Reach for the Sky: How resellers can defend their ground using cloud computing

Storm clouds on a rural skyline

Like it or not, the technology sector is undergoing significant transformation. The growing popularity of cloud computing and Software-as-a-Service (SaaS) has the potential to pose a serious threat to the livelihoods of many resellers, particularly those targeting the SME market.

Not only are traditional vendors looking at these models as a way of cutting out the middleman, but there is a raft of new cloud service providers from the hosting arena now equipped and hungry for your business. A battle royal is looming and resellers need to be prepared to defend their ground.

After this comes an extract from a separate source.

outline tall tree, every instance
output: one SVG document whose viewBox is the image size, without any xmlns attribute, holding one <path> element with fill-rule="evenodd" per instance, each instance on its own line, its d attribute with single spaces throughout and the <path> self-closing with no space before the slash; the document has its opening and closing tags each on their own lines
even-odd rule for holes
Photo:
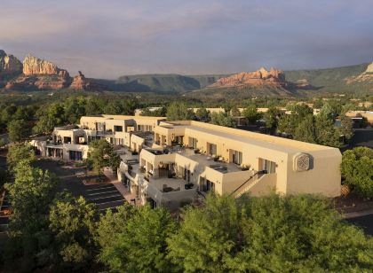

This might sound like scaremongering but, in all honesty, I believe that these threats were always on the horizon. The economic downturn has just accelerated interest. To take a step back, cloud computing and SaaS are effectively new models for delivering IT as a service. Cloud computing can encompass an entire IT infrastructure (desktops, servers, websites, applications etc.), while SaaS is essentially cloud-based applications. The key point is that as these IT resources are delivered as a service, they can quickly scale to meet the needs of the company that purchases them, at a significantly reduced cost. Cloud vendors can take on much of the burden of IT management and also remove complex procurement processes as customers basically dial services up and down on-demand.

I’m sure you’re finding that, now more than ever, customers of all sizes are taking a long, hard look at IT costs – not just the upfront cost of purchasing IT, but also Total Cost of Ownership (TCO). Now, I’m not saying they never used these evaluation criteria before. Of course they did. Vendors have been reiterating the TCO mantra for some time, but up until now there was no significant alternative. Competition may have fuelled price wars, both between vendors and within the channel, but with cloud computing and SaaS it’s a whole different battle. This is because customers evaluating these models can for the first time start to seriously view IT as a flexible, operational expense rather than a rigid and fast-depreciating Capex investment.

This transformation of the way IT can be delivered and purchased has resulted in the threat of new entrants into the channel. On one side, having the ability to directly deliver software and applications means vendors can pass on any cost savings to customers and quickly create new tailored packages to increase value. On the other side, you’ve got hosting companies that have built their business around the services model and can now quickly adapt their offerings to include entire IT infrastructures. Believe me when I say that momentum is building: in addition to e traditional hosting companies such as Rackspace you’ve got telcos such as BT moving in this direction, not to mention the likes of Microsoft putting their stake in the SaaS ground.

In order to maintain margin a reseller who offers boxed versions of Microsoft Exchange will in some way pass the cost of stocking this product on to the customer. So, how does this reseller compete against a Microsoft or a cloud vendor who can offer a similar Hosted Exchange solution to customers at a fraction of the cost? The easy answer is: if you can’t beat ’em, join ’em. Resellers have the opportunity to completely transform their business models by partnering with cloud vendors to offer these services. In fact, the one thing that these cloud vendors don’t have is the intimate customer knowledge that comes from the relationships that the channel has built over past years. This knowledge is particularly valuable when you’re trying to convince customers to make the leap to the cloud.

The initial benefit is that, as the reseller, you don’t have to invest in the infrastructure (datacentres, staff, training etc.) needed to get the cloud model working. All you have to do is go out to your existing and prospective customer base and offer these cloud services alongside the other products and value-added services in your portfolio. The sell is straightforward: “We can help you lower costs by allowing you to purchase IT on a pay-as-you-go basis, so you only spend money on what you use. We’ll even remove the pain of you having to manage it all.” Over time, as more customers start to appreciate the advantages of this model, the cloud could become the cornerstone of your entire business. It will deliver the holy grail of recurring revenue streams while also allowing you to buck the trend of decreasing margins. In fact, if you take the earlier example of Microsoft Exchange, resellers can today make more margin selling it as a hosted solution, while also offering it at a lower cost to the customer.

Gone are the days of resellers scrapping for margin over what is essentially commodity tin; long live the days of the channel as a thriving marketplace of high-value, innovative IT services.